The University of London (abbreviated as Lond or more rarely Londin in post-nominals) is a collegiate[a] federal research university located in London, England. As of October 2018, the university contains 18 member institutions, central academic bodies and research institutes. The university has over 52,000 distance learning external students and 161,270 campus-based internal students, making it the largest university by number of students in the United Kingdom.
The university was established by royal charter in 1836, as a degree-awarding examination board for students holding certificates from University College London and King’s College London and “other such other Institutions, corporate or unincorporated, as shall be established for the purpose of Education, whether within the Metropolis or elsewhere within our United Kingdom”, allowing it to be one of three institutions to claim the title of the third-oldest university in England, and moved to a federal structure in 1900. It is now incorporated by its fourth (1863) royal charter and governed by the University of London Act 1994. It was the first university in the United Kingdom to introduce examinations for women in 1869 and, a decade later, the first to admit women to degrees. In 1948 it became the first British university to appoint a woman as its vice chancellor (chief executive).The university’s colleges house the oldest teaching hospitals in England.
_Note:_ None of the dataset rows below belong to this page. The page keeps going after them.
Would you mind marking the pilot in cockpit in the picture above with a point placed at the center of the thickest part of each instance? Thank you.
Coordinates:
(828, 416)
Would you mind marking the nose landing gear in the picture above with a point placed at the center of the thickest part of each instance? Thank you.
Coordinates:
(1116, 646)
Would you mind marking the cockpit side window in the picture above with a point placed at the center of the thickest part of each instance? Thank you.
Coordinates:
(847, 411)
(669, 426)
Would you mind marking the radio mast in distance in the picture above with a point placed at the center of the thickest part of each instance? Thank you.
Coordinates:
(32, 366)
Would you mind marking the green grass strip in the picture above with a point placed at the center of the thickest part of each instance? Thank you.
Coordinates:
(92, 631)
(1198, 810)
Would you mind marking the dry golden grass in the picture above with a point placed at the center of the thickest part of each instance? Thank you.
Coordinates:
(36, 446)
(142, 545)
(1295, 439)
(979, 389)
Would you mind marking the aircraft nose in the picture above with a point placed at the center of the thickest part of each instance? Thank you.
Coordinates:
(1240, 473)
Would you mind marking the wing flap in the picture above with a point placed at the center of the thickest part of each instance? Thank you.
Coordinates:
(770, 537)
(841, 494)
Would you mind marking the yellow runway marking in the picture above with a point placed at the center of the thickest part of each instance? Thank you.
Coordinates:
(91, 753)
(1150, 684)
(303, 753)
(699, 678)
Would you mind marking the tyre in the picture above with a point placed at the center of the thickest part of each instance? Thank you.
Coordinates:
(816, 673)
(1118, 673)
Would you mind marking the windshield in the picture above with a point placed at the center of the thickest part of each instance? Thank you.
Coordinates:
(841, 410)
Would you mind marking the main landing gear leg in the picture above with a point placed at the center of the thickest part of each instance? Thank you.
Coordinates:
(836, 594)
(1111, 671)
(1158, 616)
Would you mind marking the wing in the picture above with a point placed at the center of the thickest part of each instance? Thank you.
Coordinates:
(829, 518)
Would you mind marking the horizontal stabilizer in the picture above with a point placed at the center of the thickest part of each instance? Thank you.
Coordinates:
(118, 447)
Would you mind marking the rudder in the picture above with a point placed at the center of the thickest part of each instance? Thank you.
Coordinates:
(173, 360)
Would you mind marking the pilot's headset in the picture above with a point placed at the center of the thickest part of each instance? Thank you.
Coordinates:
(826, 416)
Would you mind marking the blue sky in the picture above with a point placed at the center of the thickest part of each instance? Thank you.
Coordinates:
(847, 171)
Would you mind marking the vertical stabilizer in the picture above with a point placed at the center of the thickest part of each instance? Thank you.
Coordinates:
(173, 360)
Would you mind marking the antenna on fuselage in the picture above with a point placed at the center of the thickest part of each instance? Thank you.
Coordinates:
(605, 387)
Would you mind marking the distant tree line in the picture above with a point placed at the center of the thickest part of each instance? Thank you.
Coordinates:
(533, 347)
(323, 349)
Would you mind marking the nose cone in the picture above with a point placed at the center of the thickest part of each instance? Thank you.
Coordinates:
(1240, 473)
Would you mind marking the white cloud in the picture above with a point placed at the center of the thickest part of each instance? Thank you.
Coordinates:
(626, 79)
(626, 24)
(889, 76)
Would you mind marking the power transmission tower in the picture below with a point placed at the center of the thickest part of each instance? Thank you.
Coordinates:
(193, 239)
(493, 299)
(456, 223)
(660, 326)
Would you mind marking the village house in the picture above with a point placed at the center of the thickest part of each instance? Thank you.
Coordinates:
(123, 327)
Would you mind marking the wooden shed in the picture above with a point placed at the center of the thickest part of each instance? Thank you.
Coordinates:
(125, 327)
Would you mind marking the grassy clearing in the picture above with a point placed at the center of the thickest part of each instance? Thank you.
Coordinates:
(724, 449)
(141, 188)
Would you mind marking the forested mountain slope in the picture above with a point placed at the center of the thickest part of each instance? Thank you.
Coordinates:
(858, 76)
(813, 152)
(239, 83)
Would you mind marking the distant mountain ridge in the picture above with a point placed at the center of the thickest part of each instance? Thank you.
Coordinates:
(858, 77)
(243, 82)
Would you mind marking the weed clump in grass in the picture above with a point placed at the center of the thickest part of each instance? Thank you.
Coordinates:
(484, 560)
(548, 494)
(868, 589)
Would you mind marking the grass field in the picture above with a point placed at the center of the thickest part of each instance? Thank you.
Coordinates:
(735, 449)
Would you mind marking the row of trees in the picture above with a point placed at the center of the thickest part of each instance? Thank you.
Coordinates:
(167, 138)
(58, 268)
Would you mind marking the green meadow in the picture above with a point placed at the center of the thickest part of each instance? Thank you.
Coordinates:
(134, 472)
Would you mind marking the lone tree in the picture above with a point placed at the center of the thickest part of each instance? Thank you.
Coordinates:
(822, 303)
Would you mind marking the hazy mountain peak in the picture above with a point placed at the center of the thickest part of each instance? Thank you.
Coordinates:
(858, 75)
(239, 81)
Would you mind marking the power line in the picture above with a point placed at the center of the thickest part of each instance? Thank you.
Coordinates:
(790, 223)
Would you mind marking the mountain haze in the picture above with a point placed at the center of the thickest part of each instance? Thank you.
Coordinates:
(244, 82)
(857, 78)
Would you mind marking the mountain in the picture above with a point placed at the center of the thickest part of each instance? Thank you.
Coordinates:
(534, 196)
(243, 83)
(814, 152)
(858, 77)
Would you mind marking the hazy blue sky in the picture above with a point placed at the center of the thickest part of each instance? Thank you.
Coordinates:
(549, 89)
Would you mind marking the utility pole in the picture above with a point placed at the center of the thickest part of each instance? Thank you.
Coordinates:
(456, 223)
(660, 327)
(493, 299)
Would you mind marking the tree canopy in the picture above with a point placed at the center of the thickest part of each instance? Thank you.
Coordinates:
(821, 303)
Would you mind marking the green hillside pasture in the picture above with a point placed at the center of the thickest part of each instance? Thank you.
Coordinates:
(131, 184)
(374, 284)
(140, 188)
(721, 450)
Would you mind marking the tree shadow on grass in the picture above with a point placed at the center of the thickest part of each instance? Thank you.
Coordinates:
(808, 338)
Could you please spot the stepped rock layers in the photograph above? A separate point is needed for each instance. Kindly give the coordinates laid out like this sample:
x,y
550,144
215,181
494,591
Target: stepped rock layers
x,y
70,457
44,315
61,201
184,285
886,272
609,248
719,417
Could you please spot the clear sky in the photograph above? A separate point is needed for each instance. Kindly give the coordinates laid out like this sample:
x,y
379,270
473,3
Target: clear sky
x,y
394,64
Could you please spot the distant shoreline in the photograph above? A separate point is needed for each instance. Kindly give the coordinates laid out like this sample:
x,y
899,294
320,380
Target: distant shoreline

The university owns a considerable central London estate 12 hectares freehold land in Bloomsbury, near Russell Square tube station.
Some of the university’s colleges have their main buildings on the estate. The Bloomsbury Campus also contains eight Halls of Residence and Senate House, which houses Senate House Library, the chancellor’s official residence and previously housed the School of Slavonic and East European Studies, now part of University College London (UCL) and housed in its own new building. Almost all of the School of Advanced Study is housed in Senate House and neighbouring Stewart House.
The university also has several properties outside London, including a number of residential and catering units further afield and the premises of the University of London Institute in Paris, which offers undergraduate and postgraduate degrees in French and historical studies.